My wife is a big fan of the HG network and for the last six months or so I have been noticing that the art work of the origional owners’ homes on the network’s shows is blurred. Other times it has been obvious that it has been removed completely.
We thought about possibly copyright problems, but this sounds illogical.
We also thought about fear of theives, but this also sounds somewhat ridiculous since indications are in some cases that the stuff on the wall are prints.
It even occured to us that some of it might be stolen art that the owners did not want shown, but the sheer numbers of this makes this stupid.
I noticed that in Penn Jillette’s youtube videos - no idea why they do that. I’d expect that people doing podcasts or putting videos online would want the world to see what art they like.
Maybe because of some licensing trouble? As long as they only show their own stuff, they have full controll on their licensing. As soon as they show artwork, that might be more complicated (or impossible).
I’ve noticed blurring on clothing too – especially tee-shirts. I assumed it was because there was something obscene (or political) on the shirt, but they even blur shirts on little kids. Does Hannah Montana really care? Maybe.
Sometimes it is for other reasons. In televised poker they will blur some of the sponsors. Top poker players are sponsored by various companies. I’m pretty sure WSOP still has a rule that a player can only show the logo of one sponsor. They blur out the logos of the other sponsors.
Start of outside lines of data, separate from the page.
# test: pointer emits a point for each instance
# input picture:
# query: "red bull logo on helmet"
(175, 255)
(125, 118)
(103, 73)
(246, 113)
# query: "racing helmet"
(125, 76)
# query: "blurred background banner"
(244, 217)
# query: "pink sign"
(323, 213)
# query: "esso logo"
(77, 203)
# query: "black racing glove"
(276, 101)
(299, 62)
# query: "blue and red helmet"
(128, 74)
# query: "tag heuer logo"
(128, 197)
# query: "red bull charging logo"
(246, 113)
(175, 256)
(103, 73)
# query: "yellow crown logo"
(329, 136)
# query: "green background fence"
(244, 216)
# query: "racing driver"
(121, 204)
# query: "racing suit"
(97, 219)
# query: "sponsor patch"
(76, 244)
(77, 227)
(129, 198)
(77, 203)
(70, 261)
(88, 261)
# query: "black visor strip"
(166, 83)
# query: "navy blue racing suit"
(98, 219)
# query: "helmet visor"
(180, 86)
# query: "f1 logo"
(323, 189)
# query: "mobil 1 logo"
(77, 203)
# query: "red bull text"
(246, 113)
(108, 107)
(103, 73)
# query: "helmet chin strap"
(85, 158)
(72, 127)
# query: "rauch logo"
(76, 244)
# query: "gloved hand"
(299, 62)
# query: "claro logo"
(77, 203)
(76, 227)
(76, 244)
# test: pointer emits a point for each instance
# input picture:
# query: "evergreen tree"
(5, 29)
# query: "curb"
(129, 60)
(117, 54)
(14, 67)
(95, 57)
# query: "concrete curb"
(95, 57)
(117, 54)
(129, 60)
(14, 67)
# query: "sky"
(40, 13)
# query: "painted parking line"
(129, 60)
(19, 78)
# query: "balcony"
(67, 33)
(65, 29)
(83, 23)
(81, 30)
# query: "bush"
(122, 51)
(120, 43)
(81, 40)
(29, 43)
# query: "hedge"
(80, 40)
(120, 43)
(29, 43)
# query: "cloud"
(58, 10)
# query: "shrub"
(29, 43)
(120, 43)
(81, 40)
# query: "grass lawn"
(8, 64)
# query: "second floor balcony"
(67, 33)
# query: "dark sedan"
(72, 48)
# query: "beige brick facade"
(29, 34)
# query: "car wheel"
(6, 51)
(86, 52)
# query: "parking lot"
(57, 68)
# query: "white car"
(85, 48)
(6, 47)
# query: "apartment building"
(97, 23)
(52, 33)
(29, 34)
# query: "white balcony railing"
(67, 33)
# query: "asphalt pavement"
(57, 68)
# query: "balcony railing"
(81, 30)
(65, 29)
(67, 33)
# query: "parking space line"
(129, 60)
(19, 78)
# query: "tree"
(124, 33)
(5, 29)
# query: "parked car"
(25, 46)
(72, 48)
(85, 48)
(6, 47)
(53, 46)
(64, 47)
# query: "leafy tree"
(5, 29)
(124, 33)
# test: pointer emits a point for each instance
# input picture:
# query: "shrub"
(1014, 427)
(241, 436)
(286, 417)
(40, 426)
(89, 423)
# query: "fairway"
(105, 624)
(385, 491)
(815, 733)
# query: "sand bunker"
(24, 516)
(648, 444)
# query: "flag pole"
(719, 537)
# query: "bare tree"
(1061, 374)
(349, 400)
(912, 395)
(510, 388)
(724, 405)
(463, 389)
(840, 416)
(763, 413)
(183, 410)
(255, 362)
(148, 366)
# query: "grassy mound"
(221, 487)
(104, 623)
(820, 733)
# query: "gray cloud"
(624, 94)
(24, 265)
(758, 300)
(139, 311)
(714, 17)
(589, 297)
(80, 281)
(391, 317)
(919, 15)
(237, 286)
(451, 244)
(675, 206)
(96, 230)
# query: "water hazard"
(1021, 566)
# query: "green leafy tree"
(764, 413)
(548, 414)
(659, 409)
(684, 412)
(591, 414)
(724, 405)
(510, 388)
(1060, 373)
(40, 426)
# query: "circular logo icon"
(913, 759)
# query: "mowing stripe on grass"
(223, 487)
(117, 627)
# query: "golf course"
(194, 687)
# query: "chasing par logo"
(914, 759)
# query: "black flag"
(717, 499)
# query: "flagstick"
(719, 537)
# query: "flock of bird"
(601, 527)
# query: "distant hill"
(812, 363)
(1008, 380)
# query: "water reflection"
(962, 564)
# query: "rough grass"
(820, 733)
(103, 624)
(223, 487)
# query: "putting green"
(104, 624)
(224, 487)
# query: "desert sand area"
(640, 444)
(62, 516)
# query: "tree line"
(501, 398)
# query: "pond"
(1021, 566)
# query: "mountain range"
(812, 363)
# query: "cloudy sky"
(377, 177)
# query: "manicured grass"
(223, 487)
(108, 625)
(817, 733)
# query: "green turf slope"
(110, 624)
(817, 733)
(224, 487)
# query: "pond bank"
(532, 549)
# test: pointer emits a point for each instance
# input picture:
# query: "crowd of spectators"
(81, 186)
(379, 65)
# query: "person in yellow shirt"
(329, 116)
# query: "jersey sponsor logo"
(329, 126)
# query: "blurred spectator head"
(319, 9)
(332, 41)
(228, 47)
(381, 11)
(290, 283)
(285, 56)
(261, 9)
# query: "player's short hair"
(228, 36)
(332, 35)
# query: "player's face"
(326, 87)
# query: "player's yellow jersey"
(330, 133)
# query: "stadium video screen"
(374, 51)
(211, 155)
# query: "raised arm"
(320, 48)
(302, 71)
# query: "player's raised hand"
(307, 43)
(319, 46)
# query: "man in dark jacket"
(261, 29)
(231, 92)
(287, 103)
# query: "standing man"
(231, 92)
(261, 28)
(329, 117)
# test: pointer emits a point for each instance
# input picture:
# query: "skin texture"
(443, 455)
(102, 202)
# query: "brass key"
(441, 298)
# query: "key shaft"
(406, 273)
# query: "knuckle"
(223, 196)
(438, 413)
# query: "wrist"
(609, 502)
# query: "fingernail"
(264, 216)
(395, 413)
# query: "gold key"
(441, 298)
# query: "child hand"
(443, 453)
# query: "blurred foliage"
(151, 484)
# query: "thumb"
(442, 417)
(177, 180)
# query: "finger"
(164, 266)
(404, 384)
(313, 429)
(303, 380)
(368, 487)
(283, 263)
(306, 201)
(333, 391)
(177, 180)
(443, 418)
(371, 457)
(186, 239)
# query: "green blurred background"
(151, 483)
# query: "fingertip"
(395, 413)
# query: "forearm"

There’s no legal reason to blur a company logo – as long as it’s on an item made by the company, they can’t complain about the use. Logos are blurred because of deals made with other companies that prevent you from using a competitors logo; or it’s a matter of the production company asking for money for product placement and not wanting the owner of the logo to say, “Hey, you did our competitors for free; why not ours.” But showing a trademark on a legitimately trademarked item is perfectly legal, as is mentioning the name of the company. Free speech trumps trademark law.
For the paintings, though, it’s not trademark; it’s copyright. You are making a copy of the work when you film it. You can’t make a copy without the permission of the owner of the copyright. If an artist decided to sue you, you’re probably screwed.
It’s a copyright issue. There’s a famous case about it, Ringgold v. BET. It involved an artist who was pissed because a reproduction of her work was shown unblurred and without permission on the set of the sitcom “Roc.”
You can’t violate copyright even if the use objectively benefits the copyright holder, ie by promoting their work.
What I can’t figure out is why AFV now blurs out the date that’s on so many home videos. Like is it some sort of state secret that the dog peeing on the bridesmaid did so at 12:46:12 on 09/03/2009 or something? They didn’t use to do this and now it seems to be universal.